Desarrollo de nuevas tecnologías para el ajuste de estructuras tridimensionales en biomoléculas sobre infraestructuras Grid

  1. Garzón Cañas, José Ignacio
Dirigida por:
  1. Rubén Manuel Santiago Montero Director
  2. Pablo Chacón Director/a

Universidad de defensa: Universidad Complutense de Madrid

Fecha de defensa: 27 de enero de 2010

Tribunal:
  1. Ignacio Martín Llorente Presidente
  2. Eduardo Huedo Cuesta Secretario
  3. María de los Santos Pérez Hernández Vocal
  4. Juan Fernández Recio Vocal
  5. José María Carazo García Vocal
Departamento:
  1. Arquitectura de Computadores y Automática

Tipo: Tesis

Resumen

La tesis doctoral presentada se ha enfocado a la obtención de aplicaciones que implementen eficientemente operaciones de ajuste (también denominado docking) en el campo de la biología estructural. Para ello, se han establecido dos objetivos principales: - Diseño de aplicaciones de ajuste mediante una nueva metodología que proporciona una búsqueda más rápida. - Adaptación óptima de las aplicaciones para su ejecución sobre un entorno de computación Grid.
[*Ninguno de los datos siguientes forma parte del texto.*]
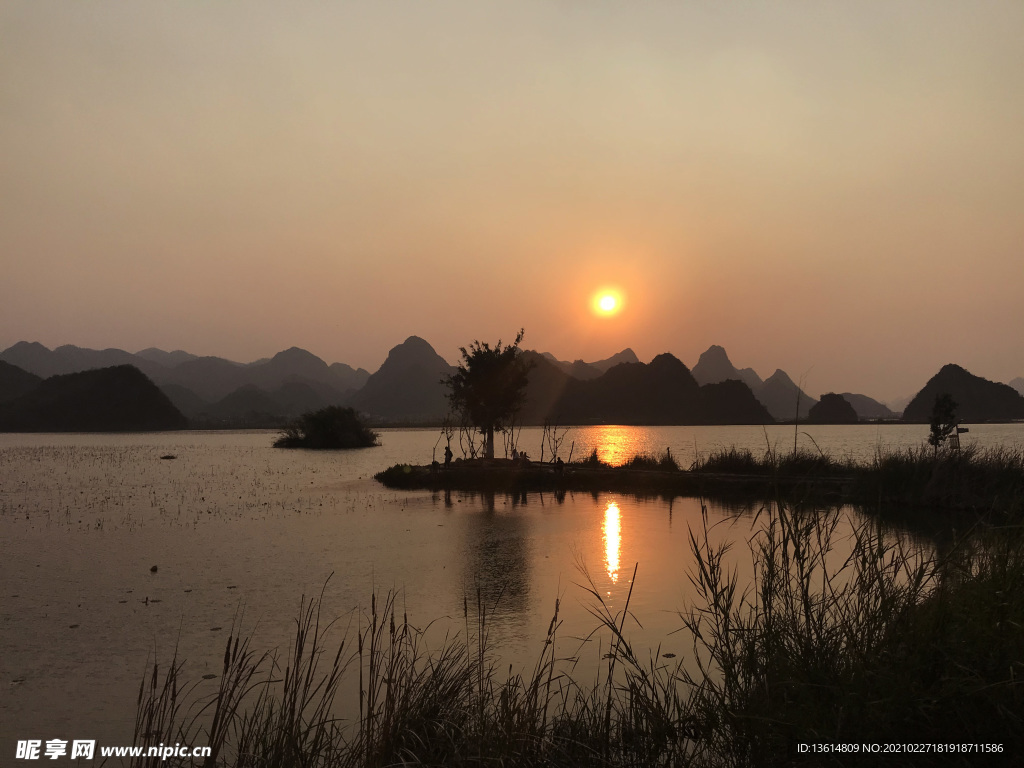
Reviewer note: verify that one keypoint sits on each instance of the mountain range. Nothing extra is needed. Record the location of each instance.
(409, 387)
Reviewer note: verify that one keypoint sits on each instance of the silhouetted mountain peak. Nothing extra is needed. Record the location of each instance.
(668, 361)
(412, 351)
(297, 359)
(977, 399)
(627, 355)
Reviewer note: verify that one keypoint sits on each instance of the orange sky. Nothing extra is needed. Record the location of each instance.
(829, 188)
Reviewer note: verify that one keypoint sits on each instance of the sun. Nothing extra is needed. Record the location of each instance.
(607, 302)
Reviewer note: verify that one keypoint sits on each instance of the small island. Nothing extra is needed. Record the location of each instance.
(330, 428)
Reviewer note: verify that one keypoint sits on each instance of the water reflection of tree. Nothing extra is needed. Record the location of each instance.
(498, 554)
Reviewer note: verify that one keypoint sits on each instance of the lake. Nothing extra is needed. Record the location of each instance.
(113, 556)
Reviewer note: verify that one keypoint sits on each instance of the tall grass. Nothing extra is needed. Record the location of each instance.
(835, 639)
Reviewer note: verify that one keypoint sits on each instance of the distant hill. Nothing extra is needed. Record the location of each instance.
(732, 401)
(867, 408)
(663, 391)
(833, 409)
(38, 359)
(206, 379)
(111, 399)
(586, 371)
(168, 359)
(779, 394)
(408, 387)
(14, 382)
(715, 366)
(977, 399)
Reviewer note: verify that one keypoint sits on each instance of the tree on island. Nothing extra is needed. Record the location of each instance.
(943, 421)
(488, 387)
(332, 427)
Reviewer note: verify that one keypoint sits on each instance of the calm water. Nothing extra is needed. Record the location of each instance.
(239, 531)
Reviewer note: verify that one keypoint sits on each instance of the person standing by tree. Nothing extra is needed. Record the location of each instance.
(489, 386)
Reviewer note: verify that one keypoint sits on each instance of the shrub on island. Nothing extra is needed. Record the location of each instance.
(332, 427)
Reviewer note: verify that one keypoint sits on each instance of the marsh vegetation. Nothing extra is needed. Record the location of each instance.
(333, 427)
(882, 643)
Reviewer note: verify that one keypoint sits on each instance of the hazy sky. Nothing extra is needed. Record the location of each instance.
(833, 188)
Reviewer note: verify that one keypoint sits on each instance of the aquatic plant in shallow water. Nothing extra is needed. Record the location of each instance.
(868, 642)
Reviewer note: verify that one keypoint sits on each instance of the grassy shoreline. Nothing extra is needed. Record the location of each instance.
(985, 481)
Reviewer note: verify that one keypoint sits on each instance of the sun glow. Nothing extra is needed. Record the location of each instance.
(607, 302)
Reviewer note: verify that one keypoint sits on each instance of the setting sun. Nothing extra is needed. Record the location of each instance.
(607, 302)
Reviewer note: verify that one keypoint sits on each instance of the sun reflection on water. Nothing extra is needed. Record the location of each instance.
(612, 540)
(616, 444)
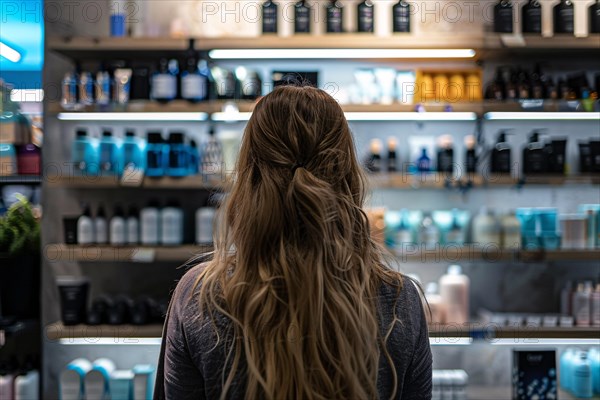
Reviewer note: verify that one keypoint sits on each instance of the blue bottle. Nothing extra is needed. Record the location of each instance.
(84, 154)
(155, 155)
(194, 158)
(424, 162)
(566, 361)
(178, 164)
(110, 154)
(133, 152)
(581, 376)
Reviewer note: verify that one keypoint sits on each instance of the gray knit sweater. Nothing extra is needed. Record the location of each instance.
(190, 366)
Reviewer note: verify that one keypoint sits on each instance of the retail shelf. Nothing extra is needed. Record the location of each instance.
(20, 179)
(137, 254)
(196, 182)
(92, 333)
(492, 254)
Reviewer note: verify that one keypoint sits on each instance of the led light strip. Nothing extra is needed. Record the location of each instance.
(265, 54)
(542, 116)
(133, 116)
(110, 341)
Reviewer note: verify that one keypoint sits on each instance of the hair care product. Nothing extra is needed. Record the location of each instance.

Estas adaptaciones han requerido la creación de un nuevo sistema cache sobre sistemas Grid que permita un óptimo uso de las transferencias de datos realizadas. El diseño de nuevas aplicaciones para acelerar la búsqueda del mejor ajuste ha sido desarrollado empleando una novedosa metodología denominada Fast Rotational Matching (FRM). La búsqueda del mejor ajuste entre dos elementos conlleva explorar un amplio espacio de búsqueda, resultando ineficiente su exploración sistemática. FRM permite acelerar esta exploración en el espacio rotacional mediante una adecuada representación de los objetos sobre esféricos armónicos. Empleando esta metodología, se han diseñado dos aplicaciones que resuelven problemas de ajuste de distintas características: - ADP_EM: Localiza estructuras atómicas sobre mapas a baja resolución. Esto permite modelar la estructura atómica de complejos macromoleculares a partir de sus componentes conocidos o de moléculas homólogas. - FRODOCK: Realiza el ajuste entre estructuras atómicas de proteínas, permitiendo predecir la conformación en la que interaccionan. Estas aplicaciones han sido convenientemente adaptadas a una ejecución paralela que permita emplear múltiples recursos computaciones proporcionados por el paradigma Grid. Asimismo, se ha determinado la conveniencia de establecer un sistema cache soportado por funcionalidades de metaplanificadores Grid. Este sistema permite hacer un uso eficiente de la información transmitida al realizar una ejecución paralela en un sistema Grid, reduciendo el número de transmisiones necesarias y proporcionando así una mayor productividad.